How far below the x-axis is the beam when x=0? (1 Viewer)

[Faytle]

What did you guys get for this Q? It was right at the end of Q9.

If I remember correctly, my answer was that the beam is k5b^4/12 units below the x-axis. Most likely wrong, but I'm curious to know how everyone else approached it!

 

[rodders1]

Hey

that is what i got. What did you think about the rest of the exam. I thought it was good

 

[Foreshadowed]

I got the same thing.

I integrated it and found c, and the constant defines whether the graph shifts up or down so yeh.

 

[Faytle]

Oh, wow. Think we're on the right track then!

I thought it was a relatively easy paper. Just starting to realise a few silly mistakes that I made though .

 

[chook 05]

naw i got -1/6kb^4


maybe my f(x) is wrong?

f(x) = 1/2 k (b^2 x^2 - 1/3 x^4 - 1/3 b^4)

 

[2S1D3]

yea thats what i got

 

[ke2004]

hey im crap as at probablity- so can anyone tell me the answers to 7c??
thanks!

 

[zxcvbee]

got the same buddy!

 

[dolbinau]

was it a fraction you found the cd and simplified? I think I got something like that but didn't simplify

 

[munchiecrunchie]

OP yep thats correct.

 

[tybermon j]

i think i got that as well..
That has made me rethink my decision to jump off a cliff

 

[henry08]

I had no idea.
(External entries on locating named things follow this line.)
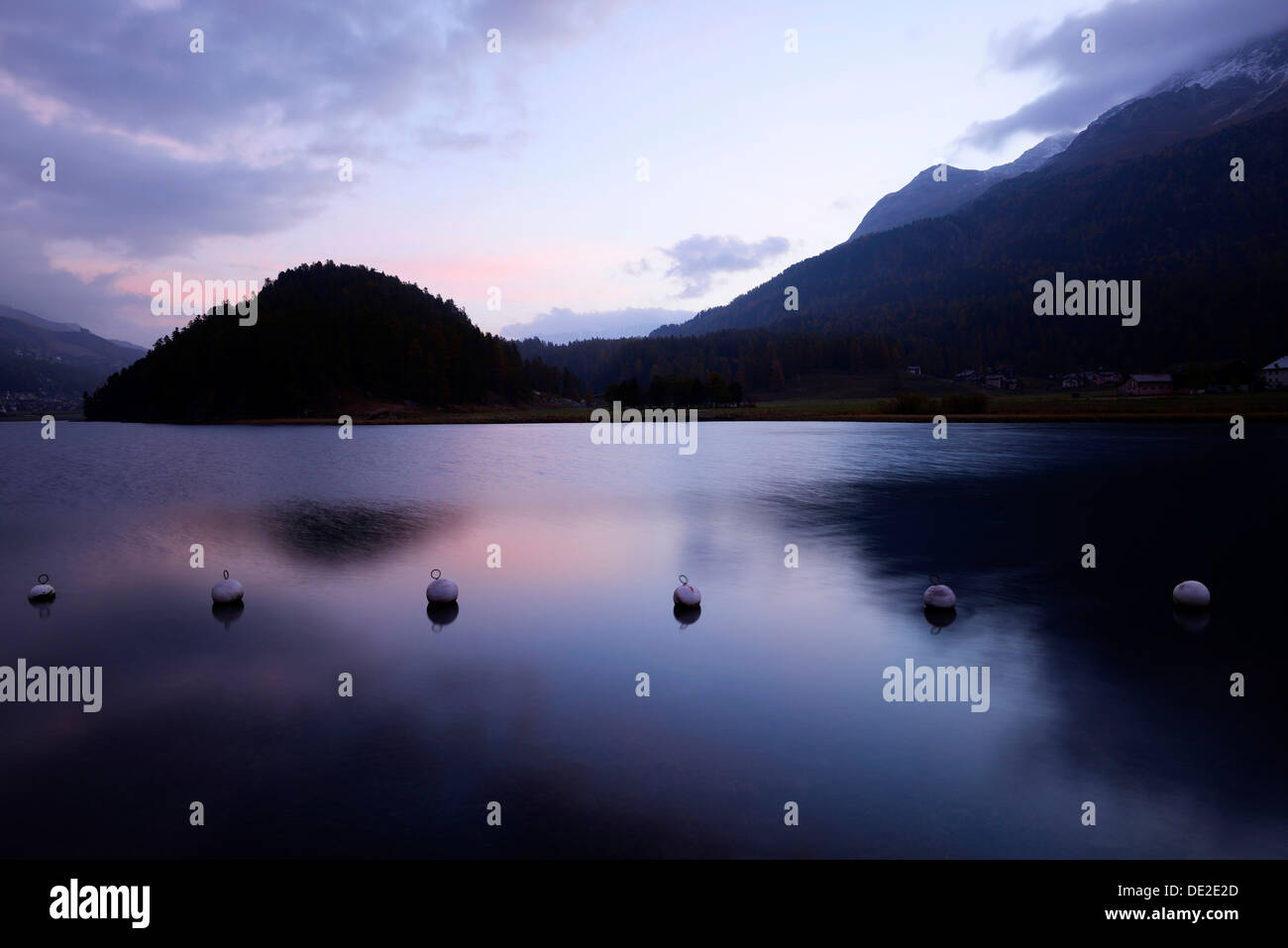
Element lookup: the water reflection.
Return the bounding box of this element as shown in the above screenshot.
[1172,605,1212,634]
[265,500,434,561]
[922,605,957,635]
[0,422,1288,858]
[671,603,702,629]
[425,603,461,632]
[210,599,246,629]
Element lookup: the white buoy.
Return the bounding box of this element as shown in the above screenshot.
[921,576,957,609]
[671,574,702,605]
[425,570,460,603]
[27,574,54,603]
[1172,579,1212,609]
[210,570,245,603]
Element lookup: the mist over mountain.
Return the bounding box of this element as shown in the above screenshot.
[644,34,1288,357]
[0,305,145,399]
[501,306,693,344]
[850,132,1077,241]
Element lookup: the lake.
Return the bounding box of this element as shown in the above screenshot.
[0,421,1288,858]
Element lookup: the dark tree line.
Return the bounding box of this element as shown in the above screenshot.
[85,262,580,421]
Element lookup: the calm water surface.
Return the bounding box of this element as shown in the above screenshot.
[0,422,1288,858]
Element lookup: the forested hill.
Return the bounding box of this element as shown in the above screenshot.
[85,262,576,421]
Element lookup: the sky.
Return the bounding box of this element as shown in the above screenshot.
[0,0,1288,345]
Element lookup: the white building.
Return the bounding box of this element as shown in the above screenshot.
[1261,356,1288,389]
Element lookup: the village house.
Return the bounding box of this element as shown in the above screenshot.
[1118,374,1172,395]
[1261,356,1288,389]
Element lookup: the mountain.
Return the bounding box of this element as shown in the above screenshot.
[0,306,143,412]
[0,306,81,342]
[618,99,1288,394]
[654,33,1288,348]
[850,132,1077,241]
[850,33,1288,241]
[1042,33,1288,174]
[85,261,576,422]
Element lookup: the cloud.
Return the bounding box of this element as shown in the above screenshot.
[961,0,1288,150]
[501,306,693,343]
[0,0,628,342]
[662,235,790,299]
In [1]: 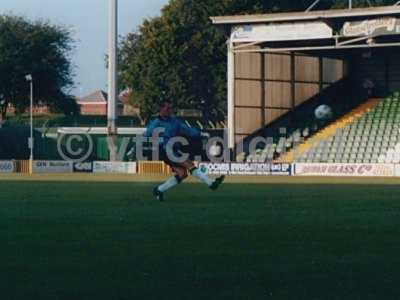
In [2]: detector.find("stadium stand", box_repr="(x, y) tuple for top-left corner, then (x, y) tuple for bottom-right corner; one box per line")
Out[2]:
(279, 93), (400, 163)
(236, 79), (363, 162)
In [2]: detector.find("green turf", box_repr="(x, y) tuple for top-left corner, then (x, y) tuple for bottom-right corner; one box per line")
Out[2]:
(0, 175), (400, 300)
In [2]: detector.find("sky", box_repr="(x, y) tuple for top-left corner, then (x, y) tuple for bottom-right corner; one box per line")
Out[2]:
(0, 0), (168, 96)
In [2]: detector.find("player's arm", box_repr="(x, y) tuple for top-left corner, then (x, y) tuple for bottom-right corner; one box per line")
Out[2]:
(143, 119), (159, 137)
(179, 121), (201, 137)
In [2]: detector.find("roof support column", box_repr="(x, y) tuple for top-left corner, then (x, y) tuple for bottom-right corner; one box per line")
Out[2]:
(227, 39), (235, 149)
(107, 0), (118, 161)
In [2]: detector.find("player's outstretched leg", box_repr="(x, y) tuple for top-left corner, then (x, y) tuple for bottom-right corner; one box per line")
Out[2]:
(153, 169), (187, 201)
(190, 168), (225, 191)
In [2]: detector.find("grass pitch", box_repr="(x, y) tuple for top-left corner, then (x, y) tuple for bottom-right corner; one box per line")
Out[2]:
(0, 175), (400, 300)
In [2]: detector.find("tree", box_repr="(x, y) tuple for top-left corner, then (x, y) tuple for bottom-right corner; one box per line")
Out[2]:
(120, 0), (393, 120)
(0, 15), (77, 118)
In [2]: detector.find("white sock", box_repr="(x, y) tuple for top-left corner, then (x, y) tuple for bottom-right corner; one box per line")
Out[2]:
(192, 168), (214, 186)
(158, 176), (179, 193)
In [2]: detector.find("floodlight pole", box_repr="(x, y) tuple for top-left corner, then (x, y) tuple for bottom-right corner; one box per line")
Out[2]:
(25, 74), (33, 174)
(107, 0), (118, 161)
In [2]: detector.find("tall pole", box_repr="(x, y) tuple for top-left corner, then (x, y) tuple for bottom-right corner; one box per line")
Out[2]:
(25, 74), (33, 174)
(29, 78), (33, 174)
(107, 0), (118, 161)
(227, 39), (235, 150)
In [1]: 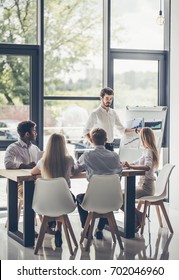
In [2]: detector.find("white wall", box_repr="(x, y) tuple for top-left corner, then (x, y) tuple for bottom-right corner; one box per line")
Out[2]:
(169, 0), (179, 209)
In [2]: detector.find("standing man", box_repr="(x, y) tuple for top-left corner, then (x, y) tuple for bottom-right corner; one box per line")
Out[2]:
(84, 87), (138, 151)
(74, 128), (122, 239)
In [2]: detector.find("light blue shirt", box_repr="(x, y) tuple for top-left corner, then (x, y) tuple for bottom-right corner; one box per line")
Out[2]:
(74, 146), (122, 180)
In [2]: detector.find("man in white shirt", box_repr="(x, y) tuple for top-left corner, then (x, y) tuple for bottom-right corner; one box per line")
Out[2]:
(74, 128), (122, 239)
(4, 121), (40, 236)
(84, 87), (138, 151)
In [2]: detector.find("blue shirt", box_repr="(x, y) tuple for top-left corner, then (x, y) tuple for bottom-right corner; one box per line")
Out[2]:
(74, 146), (122, 180)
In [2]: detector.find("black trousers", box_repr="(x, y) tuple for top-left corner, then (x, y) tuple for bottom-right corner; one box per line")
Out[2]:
(76, 193), (108, 230)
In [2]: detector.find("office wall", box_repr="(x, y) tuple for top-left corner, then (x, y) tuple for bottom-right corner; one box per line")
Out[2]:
(169, 0), (179, 209)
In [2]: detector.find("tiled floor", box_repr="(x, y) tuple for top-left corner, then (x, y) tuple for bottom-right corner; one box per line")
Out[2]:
(0, 201), (179, 260)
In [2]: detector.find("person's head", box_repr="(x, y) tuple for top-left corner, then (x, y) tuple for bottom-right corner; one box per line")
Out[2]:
(100, 87), (114, 107)
(42, 133), (68, 178)
(140, 127), (159, 167)
(17, 121), (37, 142)
(91, 128), (107, 146)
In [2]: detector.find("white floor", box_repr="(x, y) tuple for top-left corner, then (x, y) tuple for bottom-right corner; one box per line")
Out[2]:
(0, 201), (179, 260)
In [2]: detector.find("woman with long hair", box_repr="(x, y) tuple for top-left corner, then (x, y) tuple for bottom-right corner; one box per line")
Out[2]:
(124, 127), (159, 230)
(31, 133), (75, 247)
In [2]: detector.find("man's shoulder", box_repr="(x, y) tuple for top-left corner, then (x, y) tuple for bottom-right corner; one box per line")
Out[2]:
(7, 141), (19, 150)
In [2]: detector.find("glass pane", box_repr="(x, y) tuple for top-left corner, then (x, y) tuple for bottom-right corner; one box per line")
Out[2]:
(44, 0), (103, 96)
(111, 0), (164, 50)
(114, 59), (158, 129)
(0, 151), (7, 208)
(44, 101), (100, 158)
(0, 0), (37, 44)
(0, 55), (30, 143)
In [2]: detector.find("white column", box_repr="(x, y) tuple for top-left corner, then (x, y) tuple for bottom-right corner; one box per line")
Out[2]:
(169, 0), (179, 209)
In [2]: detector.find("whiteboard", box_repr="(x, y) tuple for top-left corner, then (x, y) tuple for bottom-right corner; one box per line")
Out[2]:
(119, 106), (167, 162)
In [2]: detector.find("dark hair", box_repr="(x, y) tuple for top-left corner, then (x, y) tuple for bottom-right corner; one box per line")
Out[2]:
(17, 121), (36, 137)
(91, 128), (107, 146)
(100, 87), (114, 97)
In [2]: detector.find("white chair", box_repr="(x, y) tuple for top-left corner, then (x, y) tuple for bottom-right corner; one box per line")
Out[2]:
(137, 163), (175, 234)
(80, 174), (123, 251)
(32, 177), (78, 255)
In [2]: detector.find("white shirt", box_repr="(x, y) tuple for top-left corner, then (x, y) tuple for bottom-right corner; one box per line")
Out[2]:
(83, 106), (125, 143)
(4, 139), (40, 169)
(133, 148), (156, 181)
(37, 156), (74, 187)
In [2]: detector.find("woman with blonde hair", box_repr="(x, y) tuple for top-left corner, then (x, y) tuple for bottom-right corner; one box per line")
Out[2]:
(31, 133), (75, 247)
(124, 127), (159, 229)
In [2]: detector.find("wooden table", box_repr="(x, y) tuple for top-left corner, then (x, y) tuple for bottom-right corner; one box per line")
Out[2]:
(73, 169), (145, 238)
(0, 169), (36, 247)
(0, 169), (145, 247)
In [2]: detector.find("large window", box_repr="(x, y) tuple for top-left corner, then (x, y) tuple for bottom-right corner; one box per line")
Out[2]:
(0, 0), (170, 209)
(0, 0), (37, 44)
(44, 0), (103, 155)
(110, 0), (164, 50)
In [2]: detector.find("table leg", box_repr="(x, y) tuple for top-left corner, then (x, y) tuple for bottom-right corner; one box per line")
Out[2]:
(8, 179), (34, 247)
(124, 176), (135, 238)
(7, 180), (18, 232)
(23, 181), (34, 247)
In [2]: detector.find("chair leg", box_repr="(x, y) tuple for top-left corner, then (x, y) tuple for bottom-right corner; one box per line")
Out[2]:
(111, 212), (124, 250)
(140, 201), (150, 235)
(80, 212), (93, 244)
(61, 215), (73, 255)
(107, 215), (116, 243)
(34, 216), (49, 255)
(160, 201), (173, 233)
(4, 199), (23, 228)
(137, 200), (143, 211)
(65, 215), (78, 247)
(85, 213), (95, 251)
(155, 205), (163, 227)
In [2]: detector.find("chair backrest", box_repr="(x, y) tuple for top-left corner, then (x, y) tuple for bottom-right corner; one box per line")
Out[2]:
(32, 177), (76, 217)
(155, 163), (175, 199)
(81, 174), (123, 214)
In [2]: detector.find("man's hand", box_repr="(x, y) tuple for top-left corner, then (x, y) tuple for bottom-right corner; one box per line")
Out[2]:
(19, 161), (36, 169)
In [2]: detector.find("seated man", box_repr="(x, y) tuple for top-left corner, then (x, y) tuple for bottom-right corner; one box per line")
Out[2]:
(4, 121), (40, 235)
(74, 128), (122, 239)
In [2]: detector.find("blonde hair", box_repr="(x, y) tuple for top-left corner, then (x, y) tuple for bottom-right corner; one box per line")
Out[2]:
(42, 133), (69, 178)
(140, 127), (159, 168)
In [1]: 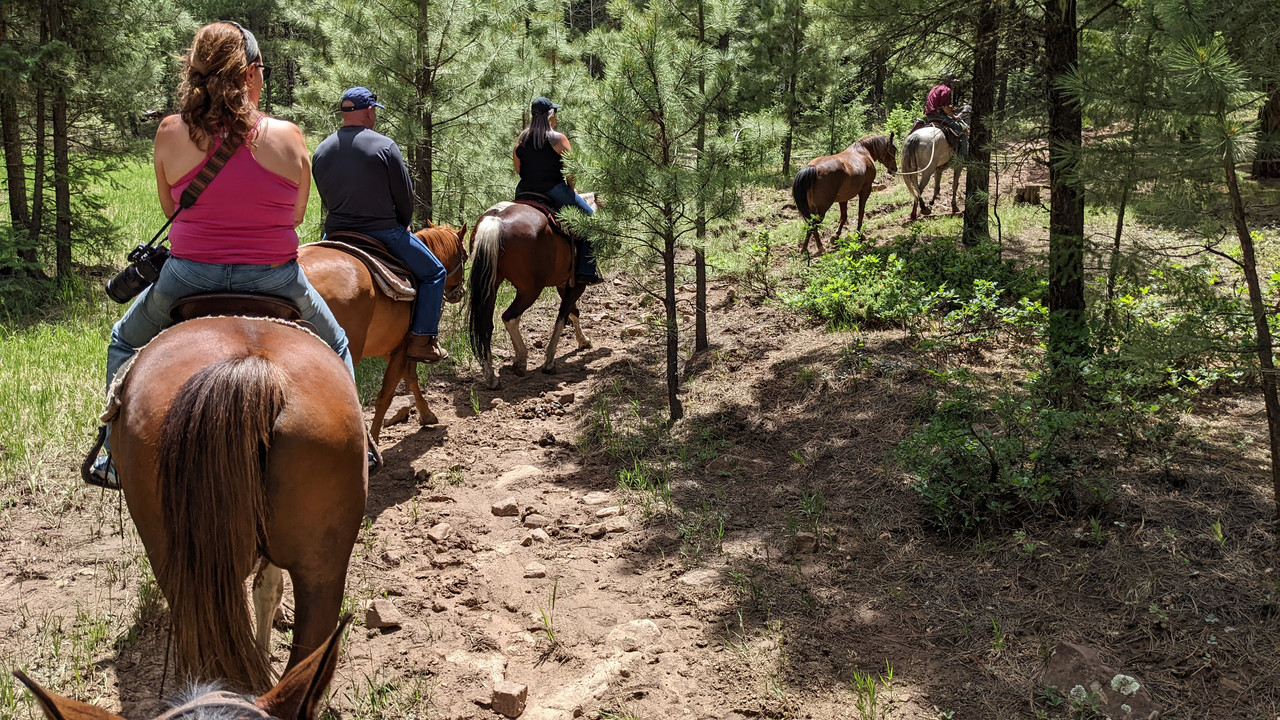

I guessed 5 lol.

 

[ipod21]

i left my answer as y= - k5b^4/12

im wrong casue i left it like that...fuck!

 

[sasha279]

How did you find C?

I let f(b) = f(-b) but it didn't work... Got C = C hehe ^_^;

 

[farkmedead]

How did you find C?

I let f(b) = f(-b) but it didn't work... Got C = C hehe ^_^

did u do it properly? it took me a while to get it right too, but you find that c=o.

 

[YoungToby182]

Dont worry about it, in the past now

Theres nothing you can do now.

 

[Lanser7]

i got 10kb^4/24 because c=-10kb^4/24 and because it said how far BELOW the x axis that made it positve.

ps i only just realsied that simplifies to 5kb^4/12

 

[Wingom]

i'm kinda pissed.. coz i got the method right.. just a silly silly mistake...
which altered my answer, but I agree with it being 5kb^4/12..

 

[Zephyrio]

Looks good to me.

 

[r.uss]

-5kb^4/12 is correct. It would have been your constant when you integrated f'(x).

I'm seriously really wondering how on earth they're going to differentiate between everyone...